Regressando ao Colmeal, ficamos a
saber que “Não abriu nesta freguesia a
terra bocas algumas, nem rebentou fonte alguma de novo.”
Quanto à pergunta “Que providências se deram imediatamente em
cada lugar pelo Eclesiástico, pelos Militares e pelos Ministros”, o pároco
do Colmeal esclarece que: “Não há nesta
freguesia militar, nem ministros, eclesiásticos, somente o pároco” e, à falta de conhecimento científico que
explicasse aquele fenómeno estranho e assustador, o pároco socorreu-se da sua
religiosidade para apoiar os paroquianos: “as
providências que entendi devia dar era excitar, exortar aos paroquianos ao verdadeiro
amor de Deus, ao ódio dos vícios, ao exercício das virtudes; principalmente a
fazer uma humilde, verdadeira confissão dos seus pecados, com que a divina
justiça se achava justissimamente enojada, eram a causa de tão grande aviso,
excitados assim, concorreram com muito fervor, e devoção a confessar-se”
Não estariam ainda refeitos do
susto, quando “No dia 11 de dezembro de
1755 conhecidamente repetiu o terramoto pelas 5 horas e meia da manhã, pouco
mais ou menos, porém não fez dano algum nesta freguesia, muitas vezes se
percebe, principalmente em casa, estar lentamente tremendo, porém sem ruído
algum.”
Tratava-se de um fenómeno
absolutamente desconhecido, pelo que afiançavam os mais idosos: “Não há memória alguma que nesta freguesia
tenha havido terramoto, como dizem as pessoas mais priscas que
nela há.”
O pároco informa depois que “O número de pessoas que há nesta freguesia
são 355. Homens – 168. Mulheres – 187”, não especificando idades, pelo que
não sabemos se inclui crianças e jovens. Já o pároco do Cadafaz é muito
preciso: “tem esta freguesia entre
pequenos e grandes do sexo masculino duzentos e trinta e do sexo feminino
pessoas entre pequenas e grandes duzentas e trinta e oito”

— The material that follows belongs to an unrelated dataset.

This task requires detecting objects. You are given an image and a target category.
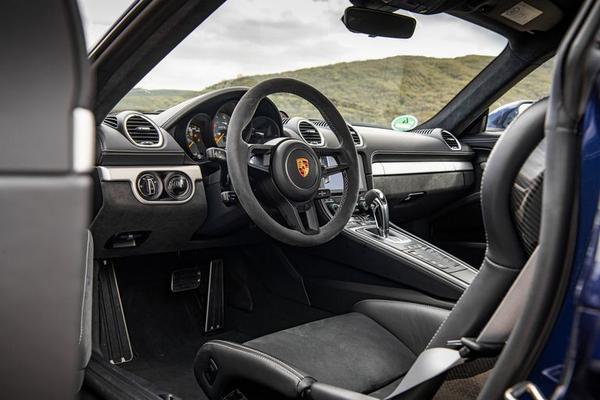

Termina o nosso pároco a resposta ao
questionário com a informação de que “Não
se experimentou nesta freguesia falta alguma de mantimentos.” e “Também não houve incêndio algum.”
É um momento histórico, na vida
das gentes do Colmeal, que encontrei documentado e que lamento não ter podido
entregar ao Fernando Costa, ficando depois à conversa, analisando, comparando… mas,
sobretudo, ouvindo-o, pois sei que aprenderia tanto!
Bem-haja, Fernando, pelo seu
contributo para o regionalismo e para a historiografia local.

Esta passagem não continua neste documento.